For the 25th Anniversary of the Trilateral Commision, HENRY KISSINGER wrote a tribute to DAVID ROCKEFELLER:
Henry Kissinger Chairman, Kissinger Associates
In 1973, when I served as Secretary of State, David Rockefeller showed up in my office one day to tell me that he thought I needed a little help. I must confess, the thought was not self-evident to me at the moment. He proposed to form a group of Americans, Europeans, and Japanese to look ahead into the future. And I asked him, “Who’s going to run this for you, David?” He said, “Zbig Brzezinski.”
(The power behind the Obama throne) (I must ruin Zbig’s reputation here by saying usually he and I agreed. We managed to hide it very well.) I had worked with Nelson for many years; I had first known David at the
Council on Foreign Relations in the ’50s, and I knew that Rockefeller meant it. He picked something that is important; and they got the best man to do it for them. When I thought about it, there actually was a need.

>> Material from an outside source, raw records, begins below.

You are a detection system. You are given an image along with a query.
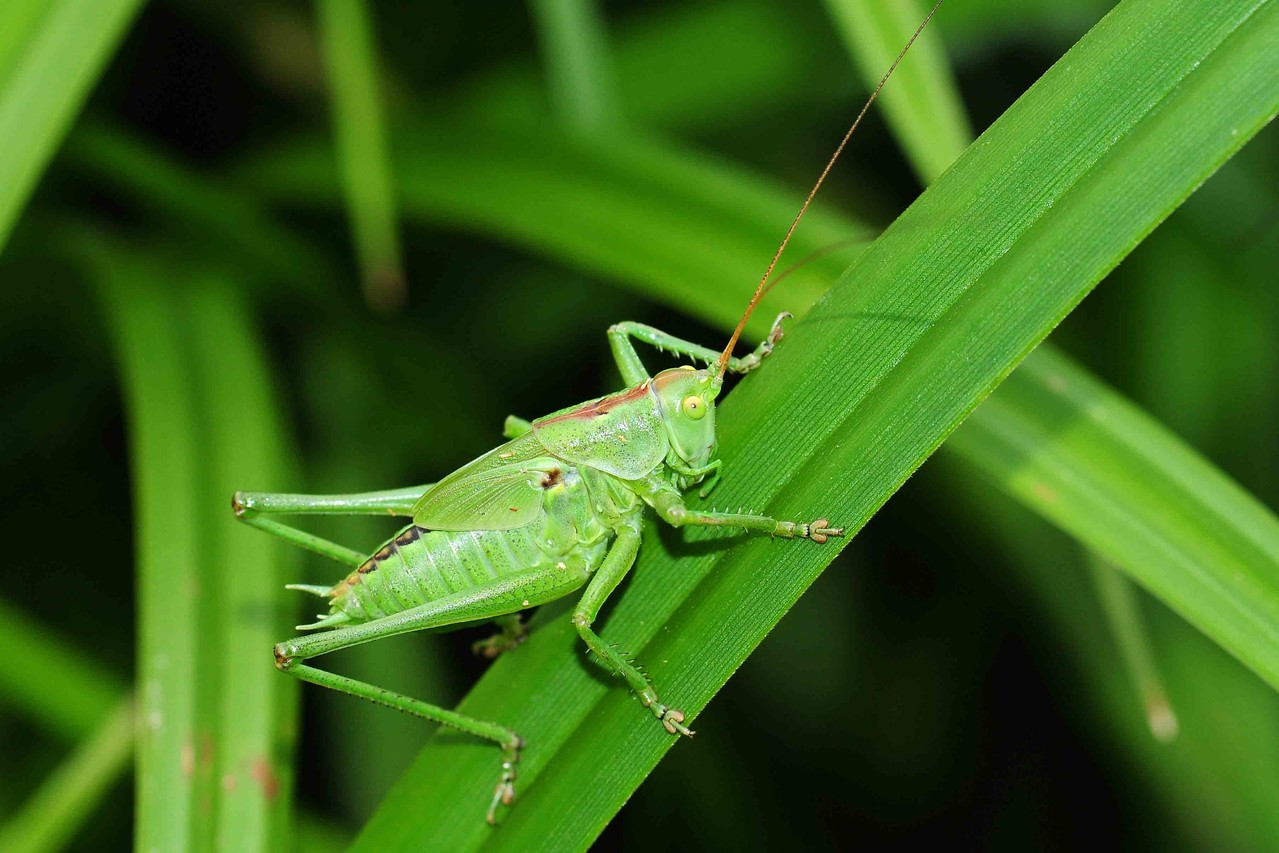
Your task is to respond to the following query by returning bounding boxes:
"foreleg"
[647,482,843,543]
[608,312,792,383]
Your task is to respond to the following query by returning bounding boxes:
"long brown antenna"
[762,235,872,297]
[716,0,945,376]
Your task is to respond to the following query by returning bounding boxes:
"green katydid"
[233,1,943,825]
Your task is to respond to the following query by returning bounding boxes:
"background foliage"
[0,0,1275,850]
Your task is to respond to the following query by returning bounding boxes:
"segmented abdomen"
[319,465,627,626]
[328,522,577,623]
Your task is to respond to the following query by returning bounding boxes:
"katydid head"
[652,365,720,470]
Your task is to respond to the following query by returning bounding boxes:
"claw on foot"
[767,311,793,347]
[651,703,694,737]
[807,518,844,545]
[487,779,515,825]
[472,633,527,660]
[661,707,695,737]
[755,312,792,362]
[485,738,524,825]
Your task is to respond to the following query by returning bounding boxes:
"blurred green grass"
[0,0,1275,850]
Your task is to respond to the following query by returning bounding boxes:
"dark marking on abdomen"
[357,526,424,576]
[394,525,424,546]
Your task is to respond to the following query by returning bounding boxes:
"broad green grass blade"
[0,1,49,84]
[0,0,145,252]
[95,248,302,851]
[821,0,970,184]
[947,346,1279,688]
[0,698,134,853]
[339,0,1278,847]
[0,599,124,741]
[95,250,206,853]
[185,283,299,851]
[831,0,1185,739]
[316,0,404,309]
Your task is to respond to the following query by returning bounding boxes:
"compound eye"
[681,395,706,420]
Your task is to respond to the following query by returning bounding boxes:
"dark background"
[1,0,1276,849]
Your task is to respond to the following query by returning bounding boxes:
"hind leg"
[274,563,587,823]
[232,485,432,565]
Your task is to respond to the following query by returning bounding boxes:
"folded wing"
[412,433,563,531]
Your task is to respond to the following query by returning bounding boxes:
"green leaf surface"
[93,244,299,852]
[948,346,1279,687]
[0,0,145,252]
[95,250,207,853]
[323,0,1278,847]
[187,283,299,852]
[0,0,49,85]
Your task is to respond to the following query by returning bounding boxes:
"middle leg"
[571,525,694,737]
[472,613,529,659]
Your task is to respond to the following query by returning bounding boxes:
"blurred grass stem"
[1086,552,1179,742]
[0,698,135,853]
[317,0,404,310]
[529,0,622,132]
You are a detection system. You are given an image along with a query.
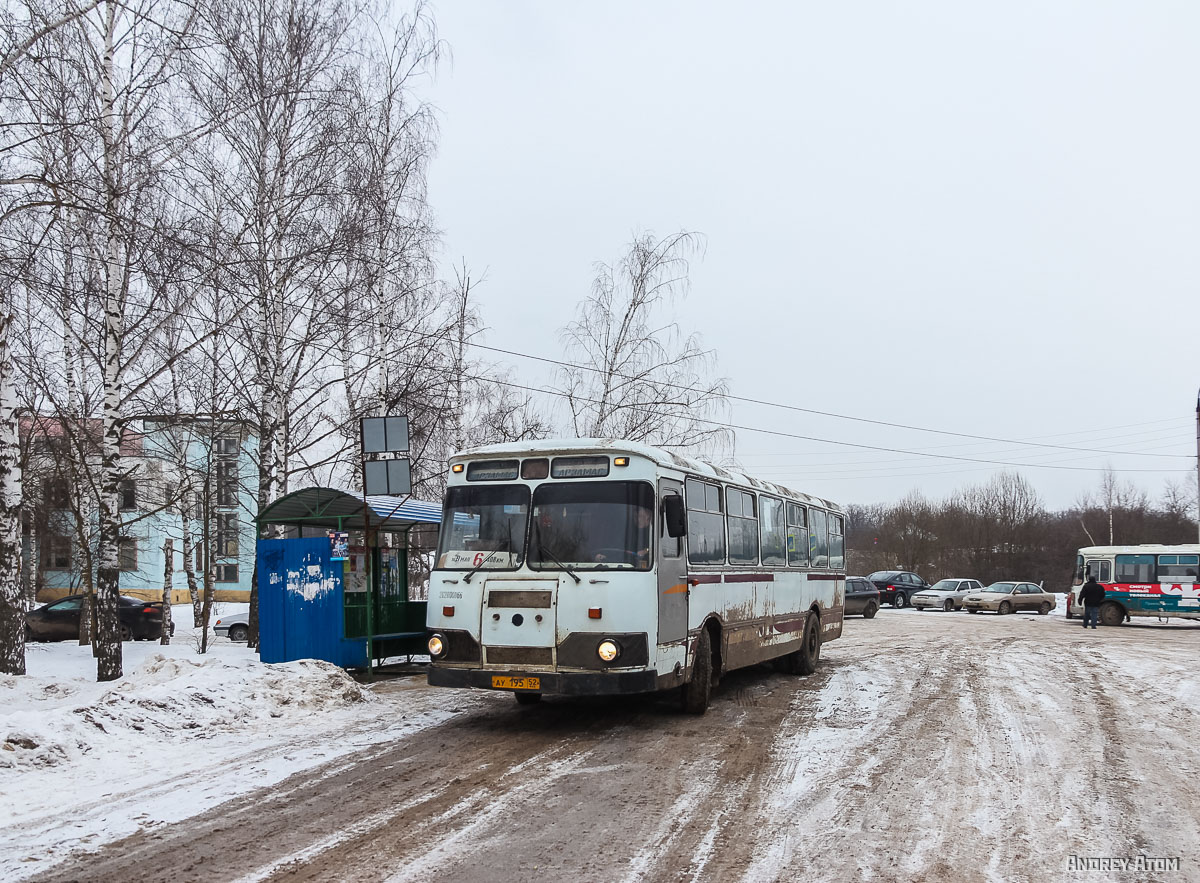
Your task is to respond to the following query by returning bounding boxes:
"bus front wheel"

We were in the middle of the energy crisis, totally unforeseen by us. The last study that had been made in our government said the oil price might reach $5 by 1980; it had reached $12 at that point. All the industrialized democracies needed to find some method of concerted action, a common approach.
And so, I encouraged David to go ahead, though I deserve no credit whatever for the consequences because David and Zbig and David’s Co-Chairmen created what we have today. Any society needs some people who bridge the gap between where they are and where they should be going—people with vision and courage—and the
Trilateral Commission fulfilled a crucial role in that respect....

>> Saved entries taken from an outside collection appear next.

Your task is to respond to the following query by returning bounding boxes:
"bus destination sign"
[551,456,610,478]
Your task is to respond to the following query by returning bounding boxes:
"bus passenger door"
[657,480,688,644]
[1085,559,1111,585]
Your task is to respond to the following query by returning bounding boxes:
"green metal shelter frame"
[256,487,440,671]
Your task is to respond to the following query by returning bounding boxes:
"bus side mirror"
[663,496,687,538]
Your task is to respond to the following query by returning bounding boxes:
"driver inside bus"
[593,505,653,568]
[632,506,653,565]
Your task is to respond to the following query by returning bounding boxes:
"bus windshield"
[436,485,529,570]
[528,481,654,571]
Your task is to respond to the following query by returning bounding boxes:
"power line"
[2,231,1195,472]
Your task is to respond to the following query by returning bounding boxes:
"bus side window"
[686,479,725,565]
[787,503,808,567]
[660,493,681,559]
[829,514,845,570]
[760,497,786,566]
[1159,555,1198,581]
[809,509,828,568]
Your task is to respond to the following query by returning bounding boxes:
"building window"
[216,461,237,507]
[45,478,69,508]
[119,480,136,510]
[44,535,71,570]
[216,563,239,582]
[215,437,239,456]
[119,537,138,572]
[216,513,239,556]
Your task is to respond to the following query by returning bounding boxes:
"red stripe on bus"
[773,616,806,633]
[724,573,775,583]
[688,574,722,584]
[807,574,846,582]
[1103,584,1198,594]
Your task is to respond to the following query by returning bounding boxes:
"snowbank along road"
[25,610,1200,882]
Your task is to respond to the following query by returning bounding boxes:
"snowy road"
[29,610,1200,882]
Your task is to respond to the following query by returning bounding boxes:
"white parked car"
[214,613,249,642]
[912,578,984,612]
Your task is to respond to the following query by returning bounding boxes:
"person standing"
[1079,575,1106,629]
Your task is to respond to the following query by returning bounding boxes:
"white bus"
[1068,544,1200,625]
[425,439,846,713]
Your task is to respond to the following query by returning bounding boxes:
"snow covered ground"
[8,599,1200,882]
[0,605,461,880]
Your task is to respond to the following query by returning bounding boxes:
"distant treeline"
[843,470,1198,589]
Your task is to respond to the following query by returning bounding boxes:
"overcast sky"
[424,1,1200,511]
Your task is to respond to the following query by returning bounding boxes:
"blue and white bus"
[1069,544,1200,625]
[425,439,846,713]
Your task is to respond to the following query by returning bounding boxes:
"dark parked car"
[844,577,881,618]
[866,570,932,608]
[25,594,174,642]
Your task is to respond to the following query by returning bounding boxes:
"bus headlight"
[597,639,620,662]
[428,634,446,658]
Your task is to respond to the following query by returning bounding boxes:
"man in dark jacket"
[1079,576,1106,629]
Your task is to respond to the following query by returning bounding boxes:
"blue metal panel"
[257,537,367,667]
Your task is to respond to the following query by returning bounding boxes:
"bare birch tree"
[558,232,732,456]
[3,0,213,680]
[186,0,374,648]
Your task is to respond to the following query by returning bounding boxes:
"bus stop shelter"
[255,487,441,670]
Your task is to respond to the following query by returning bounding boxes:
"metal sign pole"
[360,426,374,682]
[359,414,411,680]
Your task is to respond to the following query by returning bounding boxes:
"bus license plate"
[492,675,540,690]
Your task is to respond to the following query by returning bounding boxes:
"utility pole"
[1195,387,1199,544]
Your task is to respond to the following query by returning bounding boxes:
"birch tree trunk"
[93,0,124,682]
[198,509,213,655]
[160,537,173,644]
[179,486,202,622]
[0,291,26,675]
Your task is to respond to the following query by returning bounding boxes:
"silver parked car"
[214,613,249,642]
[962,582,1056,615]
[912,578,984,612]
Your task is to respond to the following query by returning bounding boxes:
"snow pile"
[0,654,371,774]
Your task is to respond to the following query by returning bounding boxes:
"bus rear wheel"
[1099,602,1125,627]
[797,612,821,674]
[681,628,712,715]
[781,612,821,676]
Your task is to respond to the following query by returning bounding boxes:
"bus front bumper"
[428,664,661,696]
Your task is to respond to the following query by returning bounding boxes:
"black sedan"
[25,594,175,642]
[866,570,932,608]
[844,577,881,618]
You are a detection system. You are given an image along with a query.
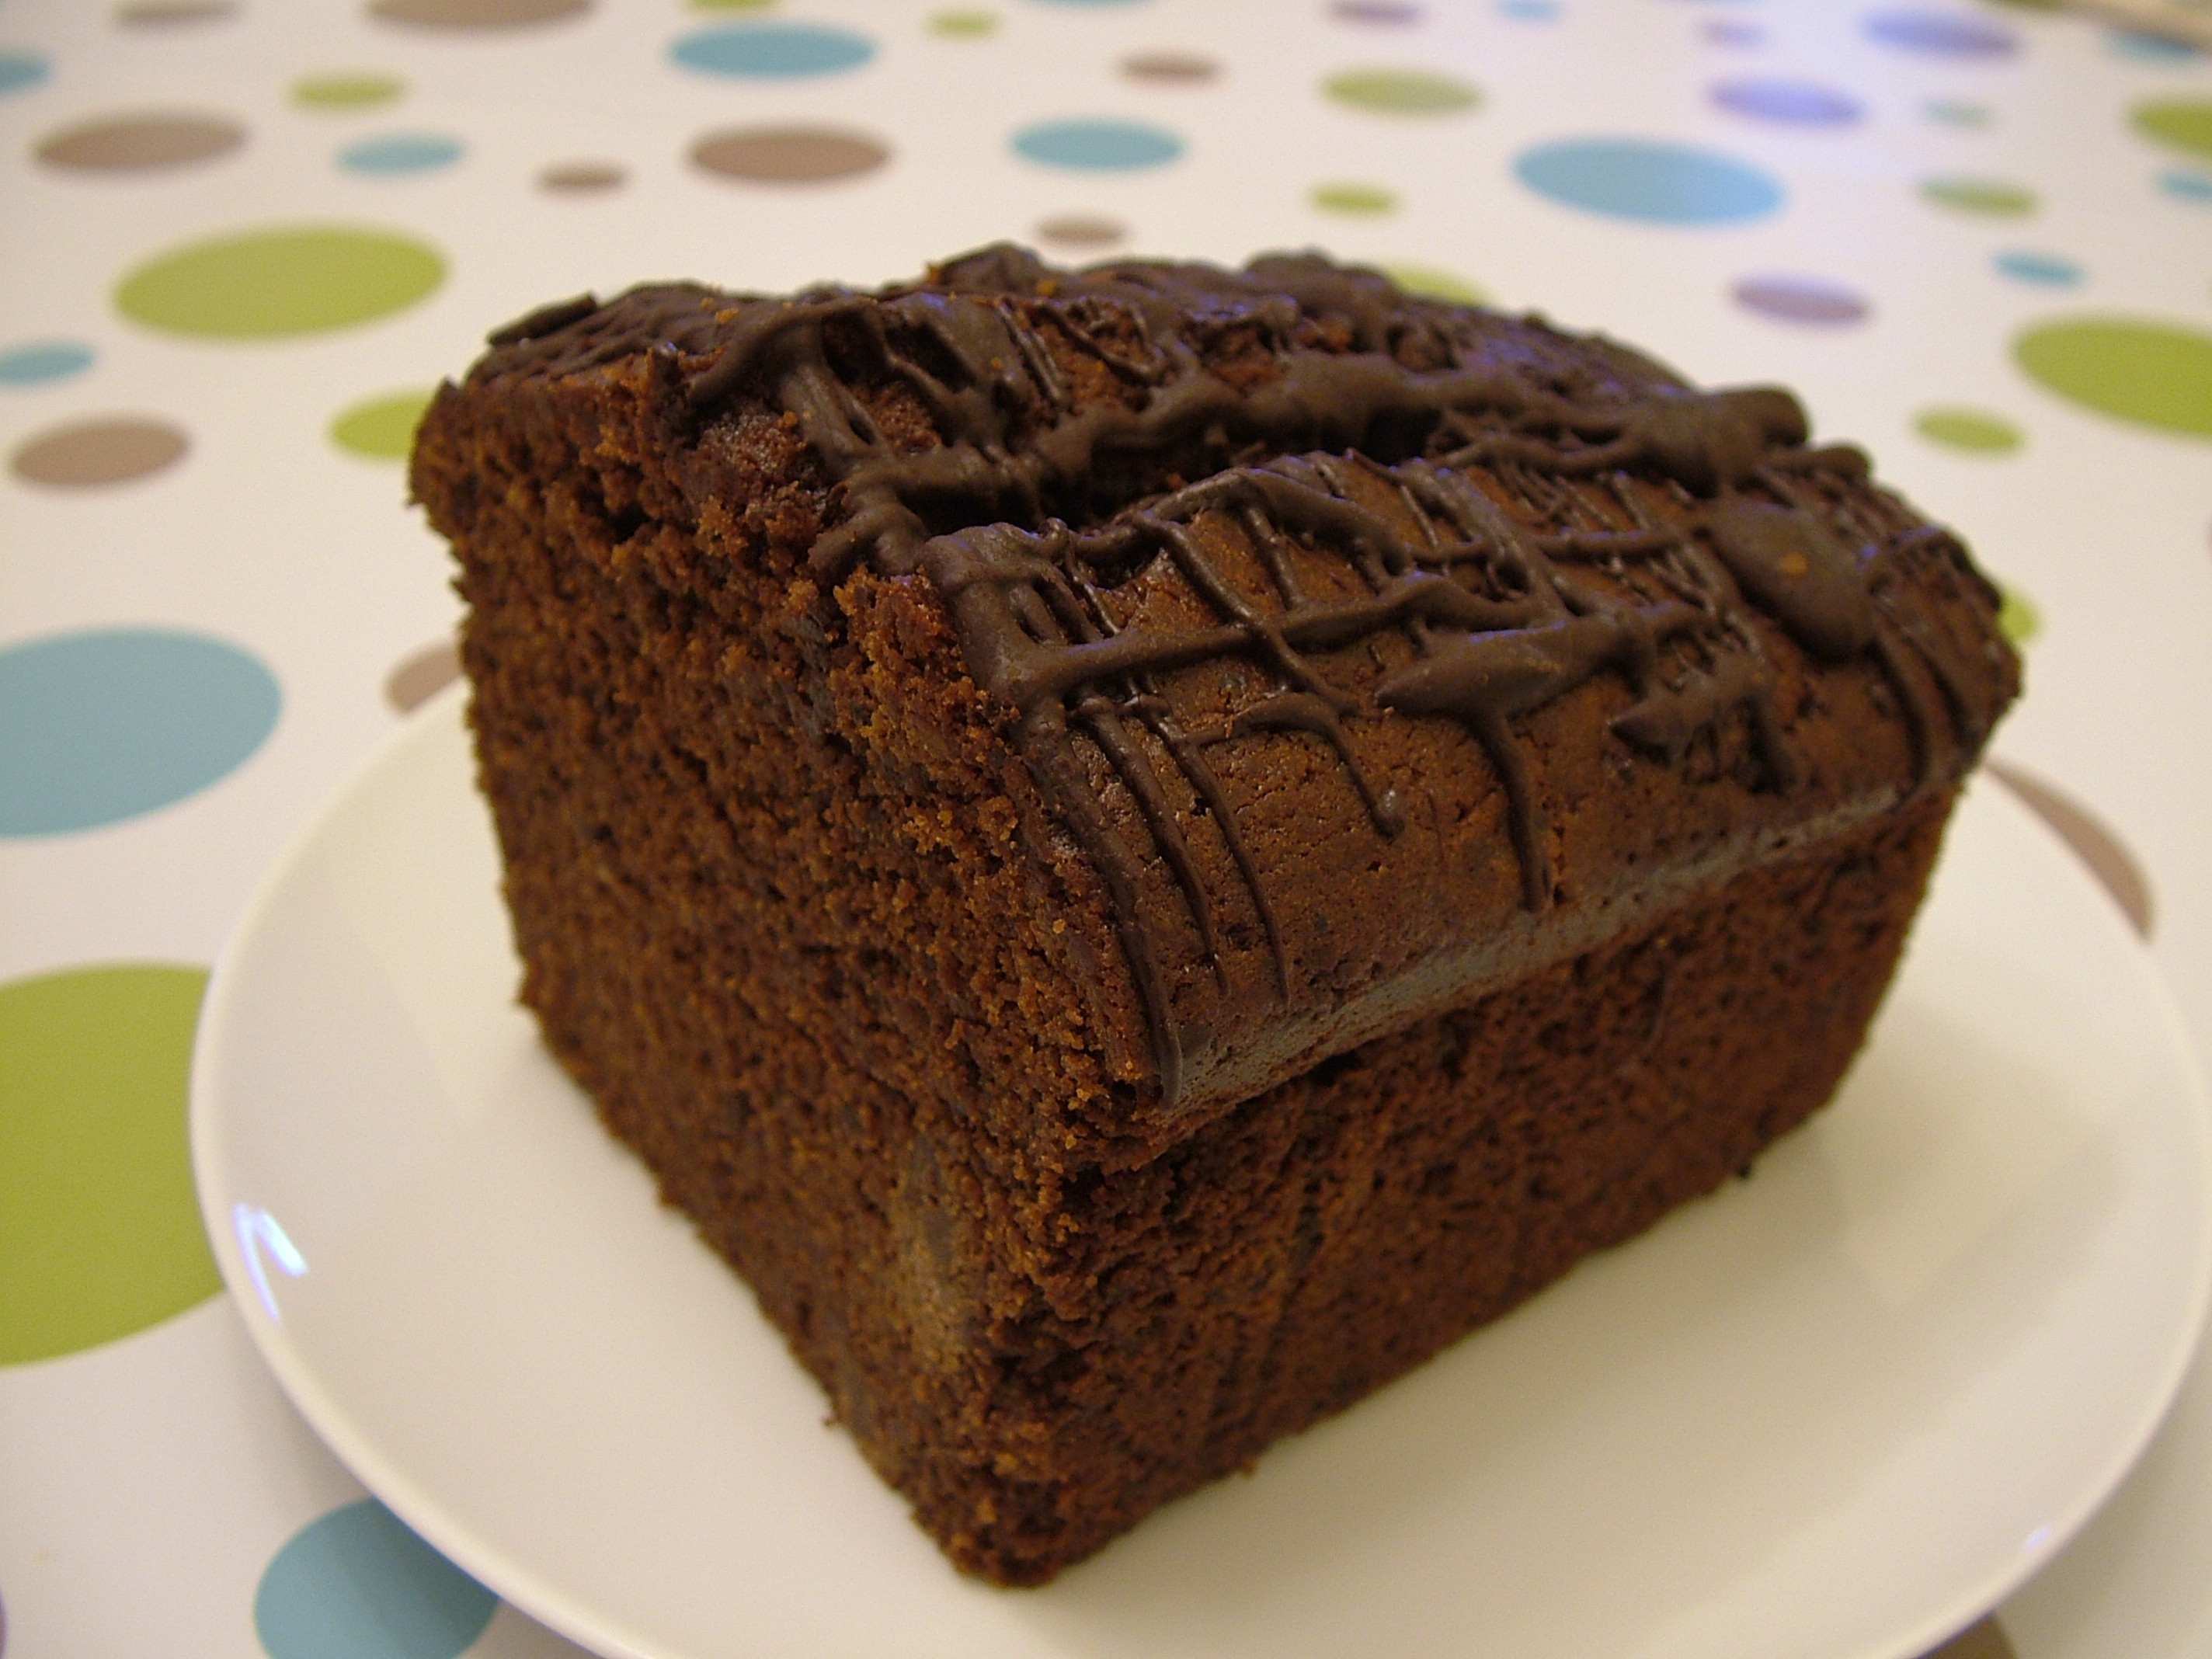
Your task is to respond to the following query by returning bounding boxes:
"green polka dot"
[293,72,406,110]
[1384,263,1487,304]
[2133,99,2212,160]
[1312,181,1398,214]
[2015,316,2212,437]
[1924,99,1991,127]
[1997,583,2040,646]
[928,7,995,32]
[332,388,433,459]
[116,226,445,339]
[1920,176,2036,216]
[1915,407,2024,453]
[2,965,221,1365]
[1324,68,1480,116]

David, he is now over 80, has done great things in his life, but he is a little bit naive. He believes that any good idea can be implemented. And, by God, you have to be a little bit innocent to do great things. Cynics don’t build cathedrals. David’s function in our society is to recognize great tasks, to overcome the obstacles, to help find and inspire the people to carry them out, and to do it with remarkable delicacy....

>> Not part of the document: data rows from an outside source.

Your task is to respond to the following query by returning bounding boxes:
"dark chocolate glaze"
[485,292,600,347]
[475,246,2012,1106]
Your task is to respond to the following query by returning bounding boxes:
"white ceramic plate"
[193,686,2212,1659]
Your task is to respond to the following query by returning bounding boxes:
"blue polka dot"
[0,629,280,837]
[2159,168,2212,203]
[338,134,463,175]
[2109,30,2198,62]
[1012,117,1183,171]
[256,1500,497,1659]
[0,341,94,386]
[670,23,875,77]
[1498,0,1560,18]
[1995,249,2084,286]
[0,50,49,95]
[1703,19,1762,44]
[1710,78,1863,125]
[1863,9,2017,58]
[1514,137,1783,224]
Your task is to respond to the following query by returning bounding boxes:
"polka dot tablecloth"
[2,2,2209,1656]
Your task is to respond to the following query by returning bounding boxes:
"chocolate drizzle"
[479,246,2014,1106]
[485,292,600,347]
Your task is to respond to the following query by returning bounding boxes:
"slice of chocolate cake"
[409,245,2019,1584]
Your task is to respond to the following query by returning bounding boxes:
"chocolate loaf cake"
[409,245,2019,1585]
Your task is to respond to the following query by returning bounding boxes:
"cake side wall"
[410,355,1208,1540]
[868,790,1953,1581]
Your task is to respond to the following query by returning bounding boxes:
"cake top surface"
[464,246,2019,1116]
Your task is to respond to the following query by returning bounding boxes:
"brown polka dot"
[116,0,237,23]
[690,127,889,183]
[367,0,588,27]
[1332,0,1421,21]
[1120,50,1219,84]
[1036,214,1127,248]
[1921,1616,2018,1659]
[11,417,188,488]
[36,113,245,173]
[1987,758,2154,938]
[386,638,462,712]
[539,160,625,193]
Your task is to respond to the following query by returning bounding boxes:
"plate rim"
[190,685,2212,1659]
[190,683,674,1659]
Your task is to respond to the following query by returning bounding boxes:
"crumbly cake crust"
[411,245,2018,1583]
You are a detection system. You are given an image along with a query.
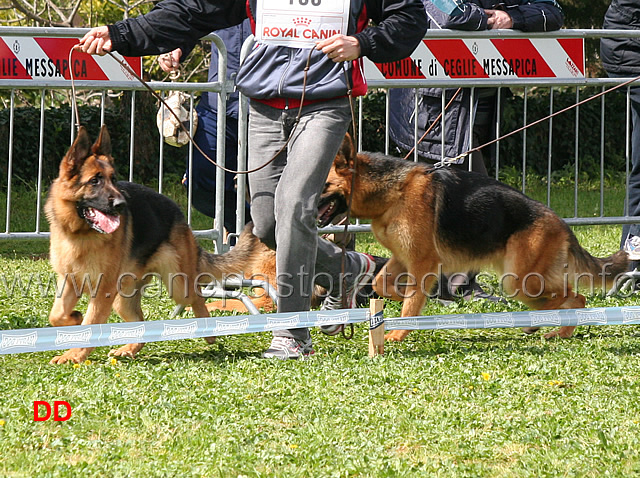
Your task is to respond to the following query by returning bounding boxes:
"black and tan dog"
[45,125,273,364]
[318,137,629,342]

David, I respect you and admire you for what you have done with the Trilateral Commission. You and your family have represented what goes for an aristocracy in our country—a sense of obligation not only to make it materially possible, but to participate yourself in what you have made possible and to infuse it with the enthusiasm, the innocence, and the faith that I identify with you and, if I may say so, with your family. And so I would like to propose a toast that this be preserved to us for a long time.